I

D'Europe à Seattle.—Départ pour Dawson.—En mer.—Nos compagnons de route.—La mine d'or de Treadwell.—Juneau et Skagway.

Le voyageur qui pour des motifs d'intérêt ou de plaisir a pris pour objectif la ville naissante de Dawson, dans le territoire du Nord-Ouest, province du Canada, pourra s'y rendre cette année-ci sans grande fatigue ni frais extraordinaires, dans un espace de temps relativement court, soit de trois semaines environ.

En effet, il faut huit jours de traversée de Paris à New-York, cinq en chemin de fer de New-York à Seattle ou Vancouver, quatre par bateau d'un de ces ports à Skagway, un par chemin de fer de Skagway à Bennett, et à peu près six par vapeur de Bennett à Dawson; le retour par la même route prend quelques jours de plus, à cause de la difficulté de remonter le Yukon. La distance est de 8 000 kilomètres au moins. Le voyageur ne sera plus obligé de se munir d'un approvisionnement complet, exigé sagement jusqu'ici par la police canadienne, afin de prévenir une famine possible et les crimes qu'elle engendrerait.

Il n'aura pas non plus, par conséquent, à être le factotum que nécessitaient les conditions antérieures et le voyage au Klondyke ne sera plus une véritable entreprise de pionniers. Plus de chevaux, de chiens ou de bœufs à harnacher, à atteler, à guider, à accabler de coups ou de malédictions; adieu les traîneaux, les véhicules de tout genre à charger, à décharger, à réparer avec quelques clous et un mètre ou deux de corde. Et la tente à dresser, et le bois à couper à même la forêt pour le service du poêle portatif, et la cuisson du pain pétri de ses propres mains, et le sciage des planches sur une plate-forme ad hoc, et la construction du bateau, de la barque ou du canot, avec son complément de rames, de mâts, de cordages et de voiles, le tout improvisé, et perfectionné suivant le génie créateur de l'Argonaute moderne, tout cela sera devenu choses du passé pour ne plus se reproduire que dans quelques cas isolés. Le pittoresque du voyage y perdra, mais le confort y gagnera. On ne redoutera pas plus d'aller à Dawson qu'à Madagascar ou au Japon.

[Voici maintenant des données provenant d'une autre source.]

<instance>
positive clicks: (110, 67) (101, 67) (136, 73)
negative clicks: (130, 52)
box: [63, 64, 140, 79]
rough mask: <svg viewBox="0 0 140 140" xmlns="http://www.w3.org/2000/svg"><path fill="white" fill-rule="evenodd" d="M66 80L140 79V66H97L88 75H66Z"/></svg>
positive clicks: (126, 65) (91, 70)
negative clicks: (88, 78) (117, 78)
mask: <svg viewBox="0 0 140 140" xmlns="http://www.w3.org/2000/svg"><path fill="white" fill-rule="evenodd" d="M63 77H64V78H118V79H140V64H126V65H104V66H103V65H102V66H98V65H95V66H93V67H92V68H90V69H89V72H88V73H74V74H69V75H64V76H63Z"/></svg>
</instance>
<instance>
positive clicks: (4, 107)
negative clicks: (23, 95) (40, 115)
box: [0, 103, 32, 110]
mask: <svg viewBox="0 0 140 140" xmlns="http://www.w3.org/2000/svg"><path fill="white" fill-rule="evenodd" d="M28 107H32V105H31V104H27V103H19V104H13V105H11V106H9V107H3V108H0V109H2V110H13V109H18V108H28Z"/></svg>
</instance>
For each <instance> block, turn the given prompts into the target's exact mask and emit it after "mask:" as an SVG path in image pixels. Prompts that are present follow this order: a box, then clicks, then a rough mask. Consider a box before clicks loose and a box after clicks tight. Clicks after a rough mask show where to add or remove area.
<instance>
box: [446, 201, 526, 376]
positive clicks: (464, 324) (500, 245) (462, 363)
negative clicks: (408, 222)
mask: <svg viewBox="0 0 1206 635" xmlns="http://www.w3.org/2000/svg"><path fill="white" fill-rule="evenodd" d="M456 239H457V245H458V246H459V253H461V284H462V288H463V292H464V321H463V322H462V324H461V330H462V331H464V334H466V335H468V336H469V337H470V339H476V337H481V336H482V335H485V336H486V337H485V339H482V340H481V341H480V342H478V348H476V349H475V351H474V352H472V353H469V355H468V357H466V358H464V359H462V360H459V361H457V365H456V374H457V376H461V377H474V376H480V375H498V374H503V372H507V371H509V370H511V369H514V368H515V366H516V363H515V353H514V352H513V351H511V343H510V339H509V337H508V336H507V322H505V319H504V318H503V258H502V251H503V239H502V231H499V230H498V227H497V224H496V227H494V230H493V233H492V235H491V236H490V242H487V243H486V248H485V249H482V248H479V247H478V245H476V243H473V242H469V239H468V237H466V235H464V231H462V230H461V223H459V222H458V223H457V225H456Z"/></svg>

De la traversée de l'Atlantique et de la ville de New-York, nous n'avons rien à dire ici. En 26 heures un train express transporte le voyageur de New-York à Chicago, couvrant une distance de 1 500 kilomètres, soit une distance moyenne de 60 kilomètres à l'heure, et traversant une contrée riche et bien cultivée, parsemée de beaux villages et de cités industrielles. C'est peut-être la partie la plus riche des États-Unis, comme aussi la plus peuplée. Pays de rivières, de collines, de bois, de champs, de pâturages, de fermes et d'usines. La nuit se passe dans un des confortables wagons-lits Pullman ou Wagner avec leurs portiers nègres.

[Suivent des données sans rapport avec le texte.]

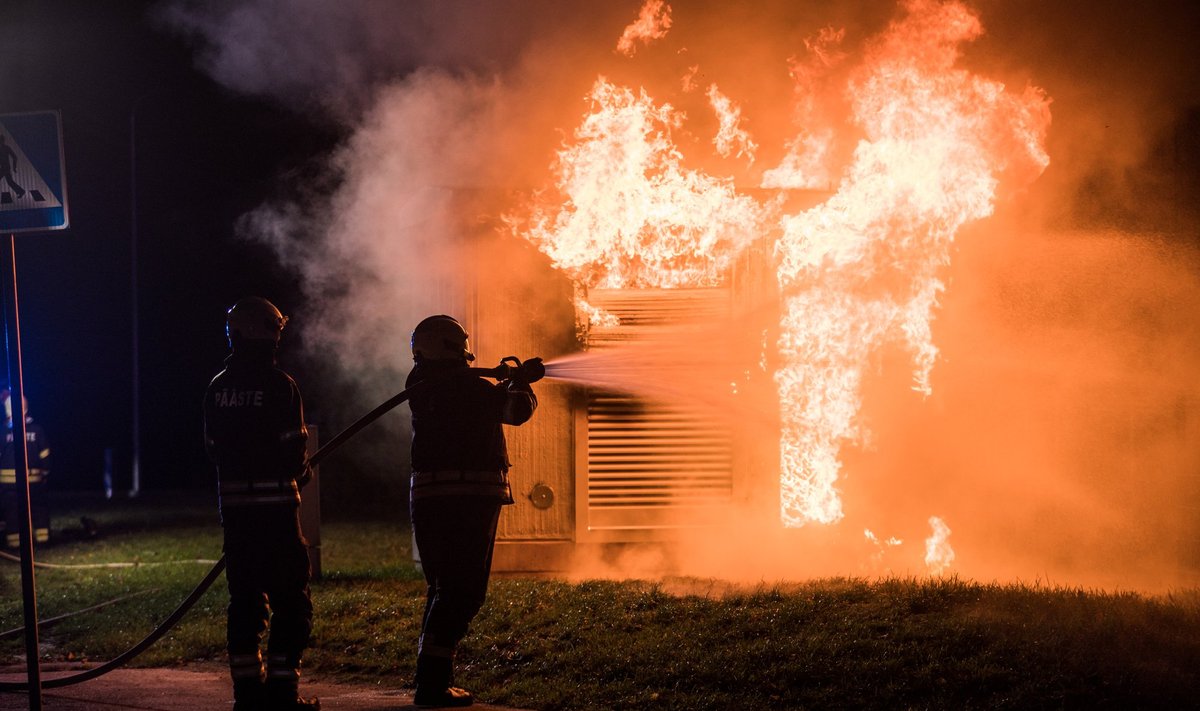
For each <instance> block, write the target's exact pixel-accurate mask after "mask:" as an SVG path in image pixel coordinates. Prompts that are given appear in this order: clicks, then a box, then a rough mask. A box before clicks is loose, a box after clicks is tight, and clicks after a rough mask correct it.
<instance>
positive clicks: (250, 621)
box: [204, 297, 320, 711]
mask: <svg viewBox="0 0 1200 711" xmlns="http://www.w3.org/2000/svg"><path fill="white" fill-rule="evenodd" d="M287 321H288V319H287V317H286V316H283V315H282V313H281V312H280V310H278V309H276V307H275V305H274V304H271V303H270V301H268V300H266V299H263V298H259V297H251V298H246V299H241V300H239V301H238V303H236V304H234V305H233V307H232V309H229V311H228V312H227V319H226V335H227V337H228V340H229V349H230V353H229V357H228V358H227V359H226V368H224V370H222V371H221V372H220V374H217V376H216V377H215V378H212V382H211V384H209V388H208V392H206V393H205V395H204V436H205V447H206V449H208V453H209V458H210V459H211V460H212V462H214V464H215V465H216V470H217V479H218V486H220V506H221V526H222V528H223V531H224V554H226V563H227V567H226V580H227V582H228V584H229V609H228V619H227V641H228V652H229V673H230V676H232V677H233V693H234V710H235V711H254V710H269V711H284V710H287V711H314V710H318V709H320V703H319V701H318V700H317V699H302V698H300V695H299V682H300V658H301V656H302V653H304V651H305V649H306V647H307V646H308V638H310V634H311V633H312V601H311V598H310V596H308V579H310V575H311V570H310V567H308V551H307V545H306V543H305V539H304V536H302V533H301V531H300V515H299V507H300V489H301V488H302V486H304V484H305V483H307V480H308V479H310V478H311V477H312V473H311V468H310V467H308V460H307V453H306V442H307V438H308V430H307V428H306V426H305V418H304V402H302V401H301V398H300V389H299V388H298V387H296V383H295V381H294V380H293V378H292V376H289V375H288V374H287V372H284V371H282V370H280V369H278V368H277V366H276V363H275V355H276V351H277V348H278V345H280V335H281V333H282V330H283V325H284V324H286V323H287ZM268 627H270V637H269V641H268V650H266V665H265V668H264V665H263V657H262V650H260V646H259V645H260V643H262V637H263V633H264V632H266V629H268Z"/></svg>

Chicago, avec son million et demi d'habitants, se pose en rivale de New-York qui en a près de trois; sa situation à la porte des grands lacs et comme tête de ligne de tous les importants chemins de fer qui y convergent du Sud et de l'Ouest est unique; la ville elle-même est loin d'être aussi propre et aussi attrayante que New-York, mais la même activité y règne, et ce qu'il y a de plus rare à rencontrer, là ou ailleurs, c'est un Américain n'ayant pas l'air pressé.

VUE DE SEATTLE (ÉTATS-UNIS).—D'APRÈS UNE PHOTOGRAPHIE.

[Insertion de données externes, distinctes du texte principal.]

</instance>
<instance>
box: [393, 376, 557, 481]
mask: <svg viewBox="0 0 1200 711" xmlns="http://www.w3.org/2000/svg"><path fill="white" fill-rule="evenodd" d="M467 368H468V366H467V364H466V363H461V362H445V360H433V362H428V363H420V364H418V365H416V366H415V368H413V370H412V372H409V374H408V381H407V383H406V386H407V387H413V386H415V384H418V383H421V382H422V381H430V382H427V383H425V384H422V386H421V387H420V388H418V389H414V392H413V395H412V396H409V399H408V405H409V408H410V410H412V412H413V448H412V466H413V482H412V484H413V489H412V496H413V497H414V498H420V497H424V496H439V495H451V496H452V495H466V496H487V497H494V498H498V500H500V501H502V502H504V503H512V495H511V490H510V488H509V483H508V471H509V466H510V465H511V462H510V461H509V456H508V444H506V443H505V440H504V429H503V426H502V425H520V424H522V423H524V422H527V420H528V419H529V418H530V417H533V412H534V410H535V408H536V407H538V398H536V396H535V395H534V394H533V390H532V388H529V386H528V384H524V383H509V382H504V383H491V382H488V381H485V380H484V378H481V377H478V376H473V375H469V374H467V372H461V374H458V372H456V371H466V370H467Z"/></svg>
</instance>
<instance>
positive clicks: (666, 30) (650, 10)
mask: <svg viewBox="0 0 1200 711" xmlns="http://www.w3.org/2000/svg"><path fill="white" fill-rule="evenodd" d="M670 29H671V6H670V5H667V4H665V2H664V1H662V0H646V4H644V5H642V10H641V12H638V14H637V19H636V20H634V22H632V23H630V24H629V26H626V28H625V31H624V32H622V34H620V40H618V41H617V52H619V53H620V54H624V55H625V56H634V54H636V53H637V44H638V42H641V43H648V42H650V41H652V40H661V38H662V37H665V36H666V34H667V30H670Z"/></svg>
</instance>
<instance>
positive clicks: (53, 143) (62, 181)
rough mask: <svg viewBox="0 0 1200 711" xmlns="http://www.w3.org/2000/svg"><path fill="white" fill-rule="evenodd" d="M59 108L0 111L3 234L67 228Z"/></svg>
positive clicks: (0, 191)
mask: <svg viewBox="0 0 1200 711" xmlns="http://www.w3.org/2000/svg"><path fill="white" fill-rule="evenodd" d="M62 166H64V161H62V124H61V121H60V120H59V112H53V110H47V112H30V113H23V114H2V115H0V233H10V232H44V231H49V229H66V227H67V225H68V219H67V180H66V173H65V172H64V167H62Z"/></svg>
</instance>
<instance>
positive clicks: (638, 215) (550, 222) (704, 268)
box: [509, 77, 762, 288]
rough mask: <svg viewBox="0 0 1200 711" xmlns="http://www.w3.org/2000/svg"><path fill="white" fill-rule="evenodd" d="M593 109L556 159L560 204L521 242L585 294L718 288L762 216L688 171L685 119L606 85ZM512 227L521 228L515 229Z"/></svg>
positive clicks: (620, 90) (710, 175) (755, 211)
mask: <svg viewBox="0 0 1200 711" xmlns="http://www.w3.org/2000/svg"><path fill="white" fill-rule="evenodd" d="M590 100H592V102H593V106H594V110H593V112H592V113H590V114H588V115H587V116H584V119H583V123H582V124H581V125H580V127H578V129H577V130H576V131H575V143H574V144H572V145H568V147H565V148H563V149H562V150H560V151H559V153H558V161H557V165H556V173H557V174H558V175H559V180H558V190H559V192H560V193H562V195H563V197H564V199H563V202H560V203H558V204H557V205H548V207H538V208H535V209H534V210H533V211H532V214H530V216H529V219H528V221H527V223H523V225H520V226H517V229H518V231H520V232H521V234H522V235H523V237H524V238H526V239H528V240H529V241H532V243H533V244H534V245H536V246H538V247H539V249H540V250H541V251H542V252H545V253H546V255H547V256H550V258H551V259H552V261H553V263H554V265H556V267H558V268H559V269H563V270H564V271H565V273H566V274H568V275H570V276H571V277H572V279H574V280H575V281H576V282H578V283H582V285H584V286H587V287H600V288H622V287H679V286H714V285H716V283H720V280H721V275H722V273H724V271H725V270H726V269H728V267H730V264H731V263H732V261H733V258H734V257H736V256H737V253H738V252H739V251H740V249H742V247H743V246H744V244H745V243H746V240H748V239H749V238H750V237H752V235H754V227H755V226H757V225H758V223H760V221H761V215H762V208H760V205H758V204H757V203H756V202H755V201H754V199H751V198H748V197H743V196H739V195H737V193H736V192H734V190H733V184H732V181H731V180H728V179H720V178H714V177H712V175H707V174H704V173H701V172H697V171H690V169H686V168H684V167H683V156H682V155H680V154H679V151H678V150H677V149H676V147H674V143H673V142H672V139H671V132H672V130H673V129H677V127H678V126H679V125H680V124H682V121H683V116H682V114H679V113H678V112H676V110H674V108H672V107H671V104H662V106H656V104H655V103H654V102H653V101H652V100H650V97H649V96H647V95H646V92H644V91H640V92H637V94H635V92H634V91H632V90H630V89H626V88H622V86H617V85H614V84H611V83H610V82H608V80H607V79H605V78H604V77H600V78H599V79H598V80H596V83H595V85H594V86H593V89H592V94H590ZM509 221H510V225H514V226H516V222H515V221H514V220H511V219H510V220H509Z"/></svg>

Plus loin, les plaines n'ont rien de remarquable; elles sont assez bien cultivées et plantées de blé et de maïs. La voie ferrée circule ensuite au milieu des mauvaises terres du Dakota, sans herbes ni arbustes, aux ocres de couleurs vives sculptées en buttes, en tours, en bastions par l'incessante érosion des eaux: là des viaducs du chemin de fer audacieusement jetés par-dessus des précipices béants et à peine supportés, semble-t-il, par une frêle construction en troncs d'arbres dressés verticalement, semblent des araignées montées sur des jambes grêles et trop longues. Puis on arrive aux montagnes Rocheuses, qui offrent une série de scènes intéressantes, et des campements d'Indiens Sioux égrenés le long du Yellowstone et du Missouri.